Watson played at defensive tackle, and recorded one tackle against Miami. He recorded eight tackles and one tackle for loss at Notre Dame, in his first career start. Watson made two tackles against San Diego State. He recorded six tackles including one sack against Iowa. Watson started at defensive tackle at Indiana. He recorded five tackles including one sack against Minnesota. Watson recorded one tackle at Illinois. He had three tackles and one tackle for a loss at Purdue. Watson recorded five tackles against Michigan State. He made two tackles and one tackle for a loss against Northwestern. Watson recorded three tackles at Ohio State, including a career-best two tackles for loss. He recorded one tackle against Texas in the Rose Bowl.

===Senior (2005)===
In 2005, Watson recorded a career-high 40 tackles (24 solos) with three sacks for minus 17 yards and 6.5 stops for losses of 25 yards as a senior. He played in every game, starting the final 11 contests at nose guard. Watson was a consensus All-Big Ten Conference First-team choice and on the Lombardi Award watch list as a senior.

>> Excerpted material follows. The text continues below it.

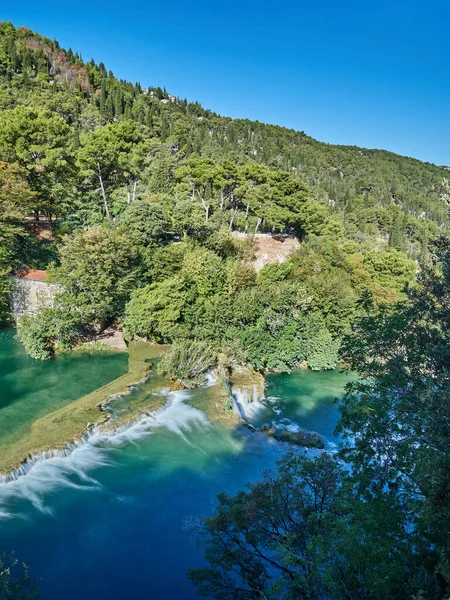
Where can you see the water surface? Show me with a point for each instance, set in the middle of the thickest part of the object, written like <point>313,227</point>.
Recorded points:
<point>108,522</point>
<point>30,389</point>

He finished his college career with 92 tackles, 14.5 tackles for a loss, and five sacks.

==Professional career==

Pre-draft measurables
| Height | Weight | Arm length | Hand span | 40-yard dash | 10-yard split | 20-yard split | 20-yard shuttle | Three-cone drill | Vertical jump | Broad jump | Bench press |
| 6 ft 3+1⁄2 in (1.92 m) | 339 lb (154 kg) | 33 in (0.84 m) | 9+3⁄4 in (0.25 m) | 5.29 s | 1.84 s | 3.05 s | 4.80 s | 8.28 s | 27.0 in (0.69 m) | 8 ft 6 in (2.59 m) | 36 reps |
All values from NFL Combine/Pro Day

===Arizona Cardinals===
Watson was selected by the Arizona Cardinals in the fourth round of the 2006 NFL draft with the 107th overall pick.

In 2006, Watson appeared in 12 games, however was inactive for the first four games of the season.

He saw his first NFL action on the defense but did not record any statistics against the Kansas City Chiefs. Watson made his first NFL start for the injured Kendrick Clancy, during week six on Monday Night Football, recording two tackles against the Chicago Bears. He tackled Andrew Walter for his first career sack in only his second start while also recording three tackles and two quarterback pressures at the Oakland Raiders. In his third consecutive start, Watson recorded one tackle at the Green Bay Packers. He returned to the starting lineup and had three tackles at the St. Louis Rams. Watson recovered the first fumble of his career against the Seattle Seahawks. In each of the final three games of the season he recorded one tackle (three total).

In 2007, Watson appeared in all 16 regular season games. He totaled 34 tackles (25 solo).

Watson recorded his first statistics of the season during week three against the Baltimore Ravens. He recorded eight tackles, six solo. In week four against the Pittsburgh Steelers, he recorded two tackles (one solo). During week five against the Rams, Watson three tackles (three solo). In week six against the Carolina Panthers, he recorded five tackles (four solo). Then during week seven against the Washington Redskins, he recorded four tackles (three solo). In week nine against the Tampa Bay Buccaneers, he recorded on tackle. During week 10 against the Detroit Lions, Watson recorded one tackle. In week 11 against the Cincinnati Bengals, he recorded one tackle. In week 12 against the San Francisco 49ers, Watson recorded two tackles (two solo). During week 13 against the Cleveland Browns, he recorded one tackle (one solo). In week 14 against the Seahawks, Watson recorded two tackles (two solo). During week 15 against the New Orleans Saints, he recorded one tackle (one solo). In week 16 against the Atlanta Falcons, Watson recorded one tackle (one solo). In the season finale against the Rams, he recorded two tackles (one solo).

In April 2008, Watson fractured his kneecap after falling on a treadmill at a health club. He underwent surgery on the knee and will not be able to participate in off-season practices. He will be limited when camp starts in July, but is expected to be ready for week one.

In 2009, Watson appeared in all 16 games recording a total of 28 tackles.

===New York Giants===
Watson signed with the New York Giants on August 2, 2011. He was released during final cuts on September 3, 2011.